Seminars

IACMR Research Seminar Series #51

From strategic HRM to sustainable HRM? Exploring a common-good approach


Speaker: Fang Lee Cooke, Monash Business School
Host: Yucheng Zhang, University of Southampton
When: 9:00-10:15 am, September 18, 2024 (China Time, UTC+8) 
Language: Chinese
Where: Zoom


Register link: https://www.xcdsystem.com/iacmr/forms/index.cfm?ID=RbU9zzm

Abstract

The emergence of sustainability discourse has provided new avenues and momentum for human resource management (HRM) scholars to extend existing lines of enquiry and to generate new ones.

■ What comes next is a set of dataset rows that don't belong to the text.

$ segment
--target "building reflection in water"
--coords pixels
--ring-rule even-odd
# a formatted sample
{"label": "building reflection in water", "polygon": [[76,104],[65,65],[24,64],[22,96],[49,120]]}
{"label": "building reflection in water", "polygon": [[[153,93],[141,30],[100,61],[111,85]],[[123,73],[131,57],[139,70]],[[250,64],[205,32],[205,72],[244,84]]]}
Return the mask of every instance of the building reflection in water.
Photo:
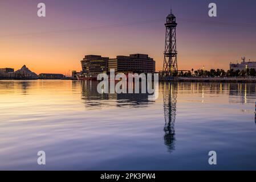
{"label": "building reflection in water", "polygon": [[[101,109],[105,107],[147,107],[154,101],[148,100],[147,93],[99,93],[98,82],[83,81],[81,82],[82,99],[88,109]],[[140,92],[141,91],[140,90]]]}
{"label": "building reflection in water", "polygon": [[164,100],[164,112],[165,124],[164,143],[168,146],[168,151],[171,152],[175,149],[174,123],[176,117],[176,103],[178,92],[177,82],[162,82],[162,97]]}

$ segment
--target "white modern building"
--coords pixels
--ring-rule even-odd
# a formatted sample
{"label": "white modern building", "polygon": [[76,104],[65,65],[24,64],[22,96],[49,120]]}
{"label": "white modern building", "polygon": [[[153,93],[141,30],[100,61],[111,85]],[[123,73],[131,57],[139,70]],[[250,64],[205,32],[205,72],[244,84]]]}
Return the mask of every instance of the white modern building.
{"label": "white modern building", "polygon": [[230,70],[233,69],[234,71],[237,70],[246,70],[247,68],[251,69],[254,68],[256,70],[256,61],[251,61],[250,60],[249,61],[245,61],[245,57],[242,57],[242,61],[241,63],[231,63],[230,64]]}

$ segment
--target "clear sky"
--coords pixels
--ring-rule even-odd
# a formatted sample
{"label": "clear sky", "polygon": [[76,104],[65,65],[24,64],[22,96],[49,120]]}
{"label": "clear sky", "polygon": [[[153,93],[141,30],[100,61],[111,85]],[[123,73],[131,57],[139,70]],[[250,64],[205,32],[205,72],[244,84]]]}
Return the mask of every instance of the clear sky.
{"label": "clear sky", "polygon": [[[37,5],[46,5],[46,17]],[[217,17],[208,5],[217,5]],[[162,68],[165,17],[177,17],[179,69],[256,61],[254,0],[1,0],[0,67],[36,73],[80,71],[85,55],[148,54]]]}

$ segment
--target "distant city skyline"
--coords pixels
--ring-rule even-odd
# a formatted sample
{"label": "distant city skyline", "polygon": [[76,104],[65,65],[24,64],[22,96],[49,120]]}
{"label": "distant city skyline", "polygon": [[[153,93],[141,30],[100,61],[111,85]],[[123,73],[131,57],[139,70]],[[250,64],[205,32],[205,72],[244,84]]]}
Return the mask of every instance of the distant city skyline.
{"label": "distant city skyline", "polygon": [[[37,16],[37,4],[46,17]],[[147,54],[162,68],[165,18],[177,17],[179,69],[229,68],[245,56],[256,61],[256,2],[17,0],[0,2],[0,68],[26,64],[37,74],[71,74],[86,55],[111,58]]]}

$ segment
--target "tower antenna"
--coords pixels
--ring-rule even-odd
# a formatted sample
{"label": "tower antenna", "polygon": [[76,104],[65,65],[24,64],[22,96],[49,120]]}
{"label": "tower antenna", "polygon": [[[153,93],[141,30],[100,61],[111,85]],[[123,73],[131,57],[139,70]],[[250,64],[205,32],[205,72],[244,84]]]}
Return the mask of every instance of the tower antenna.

This has led to a surge of research interest in sustainability in the last decade, not least as a response to the growing environmental concerns and, more recently, to the Sustainable Development Goals launched by the United Nations in 2015. Increasingly, businesses are expected to pursue several goals, economic, ecological and social, instead of profit alone. Firms have been urged to reimagine their purpose as the licence to operate. This seminar explores the driving forces for a sustainable HRM agenda, varieties of sustainable HRM in existing literature and core arguments. It also identifies research opportunities as well as challenges in advancing the field of sustainable HRM research, in particular, in promoting common good HRM as one strand of sustainable HRM. The seminar offers several suggestions for research. 

Speaker’s bio

Fang Lee Cooke (PhD, University of Manchester, UK) is Distinguished Professor of Human Resource Management (HRM) and Asia Studies at Monash Business School, Monash University, Australia. She is also a Fellow of the Academy of the Social Sciences in Australia. Previously, she was a full professor (since 2005) at Manchester Business School, University of Manchester, UK. Her research interests are in the areas of strategic HRM, knowledge management and innovation, outsourcing, international HRM, diversity and inclusion management, employment relations, migrant studies, HRM in the healthcare sector, digitalization and implications for employment and HRM; climate change, energy transition and the future of work; Sustainable Development Goals and the role of multinational firms.